The Real Little England Is In Eymet, France
“HOW hundreds of ex-pats, fed up with obnoxious youths, incompetent councils and politically correct nonsense, have turned a tiny village into a very Brtish idyll.”
The Express is in the French town of Eymet, twinned with a vision of Britain rarely seen beyond the Mail’s Keith Waterhouse column and Polly’s Tea Rooms, Marlborough branch.
It is home to ex-pats buying cans of Heinz tomato soup (American), Weetabix (founded by South Africans) and Tetley Tea (produced Indian tea giant Tata) from Kevin Walls’ corner shop, the Magasin Anglais. There are tea rooms, market stalls selling stilton cheese and British newspapers. There are white men in cricket whites playing cricket. Of the town’s 2,600 residents, around one third were born in the UK.
Says the Express: “If you want to live in France but don’t speak French it seem this is the place to be.” Or there’s Euro Disney, that other theme park, near Paris.
In Eymet, the Express sees children playing hide and seek in meadows on the way to school. It sees unlocked doors. It sees knife crime only on the television.
“I like living here because it’s like England 50 years ago,” says Simon Colebourne. And just like in 1958, Mr Colebourne runs an internet cafe. As you’d expert the cafe is chock full with ex-pats sat indoors “using the computers to e-mail friends at home and regale them with tales of the good life”.
As the Express says in headline form: “WE FOUND A LOST BRITAIN…IN THE HEART OF FRANCE.”
Lost. And maybe it should be lost once more.
Years from now, when the Internet connection to Eymet has been cut off, the place will become overgrown and impenetrable from the outside. German anthropologists will hack through the undergrowth and discover a town of inbred locals communicating in a patois learnt from Terry Thomas DVDs, Test Match Special and Sacha Distel’s back catalogue.

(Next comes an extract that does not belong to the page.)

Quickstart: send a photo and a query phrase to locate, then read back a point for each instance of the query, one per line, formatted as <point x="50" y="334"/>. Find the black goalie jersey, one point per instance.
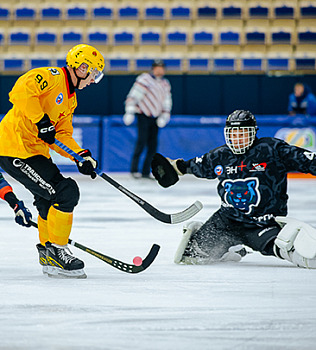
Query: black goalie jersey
<point x="253" y="186"/>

Of course, it could all be a lie, a plot by the Express to deter the foreigners, those Rogarian masses, from coming to Blighty. Reading the Express is to discover that the UK is rubbish, a place where only devils should tread. No, dear Mr Nastasie, Mrs Olga and your million hungry mouths, the real England is to be found in France.
Go there and try your luck. You will find a warm welcome and a gollywog on every lamppost.
Bon voyage, as they say in Eymet-under-Umpire…











February 27th, 2008 at 3:01 am
“And just like in 1958, Mr Colebourne runs an internet cafe.”
There is literally nothing that could have been added to that sentence to make it better. I think you may have just won the Internet.
February 27th, 2008 at 5:43 am
Odd, isn’t it?
Immigrants to UK are criticised, in some quarters, for not integrating with the host community, not learning the host language, not adopting the customs of the host nation, of forming little foreign enclaves in our inner cities.
Perhaps the French should introduce a Citizenship Test for those wishing to settle in their country?
February 27th, 2008 at 6:23 am
DuncanR
According to Carl Jung the things you hate in other people are the things you unconsciously hate about yourself.
I think it’s true - I bet all Daily Mail readers are working-class 3rd generation immigrants with dodgy sex lives and all Guardian readers are greedy elitists who spend their working lives finding new ways to oppress and exclude the great unwashed.
February 27th, 2008 at 6:24 am
And what an elegantly designed, yet cosy place the café’s internet room is!
http://www.cafe-eymet.com/internet.html
February 27th, 2008 at 7:10 am
Farrow & Ball paint from ‘Broadleaf’, Walls sausages from The Panier Shop, then there is the Flower Arranging Society (members are reminded that subscriptions not paid by January will result in membership being suspended) the delivery service that will do all your shopping in John Lewis and Marks and Spencer and dump it in a garage in the centre of Eymet, the computer shop that will unscramble your dealings with Wanadoo France and turn them back into good old reassuring English………..even the French version of the Inland Revenue send an English speaker to the town every year to help the ex-pats feel at home and file their returns!
Curiously, on closer inspection, a large proportion of Eymet’s residents turn out to be ex-policemen on early retirement pensions, indeed I sometimes wonder whether Eymet isn’t solely responsible for the lack of policemen on the streets in England, which is allegedly the reason for so many ex-pats moving to Eymet!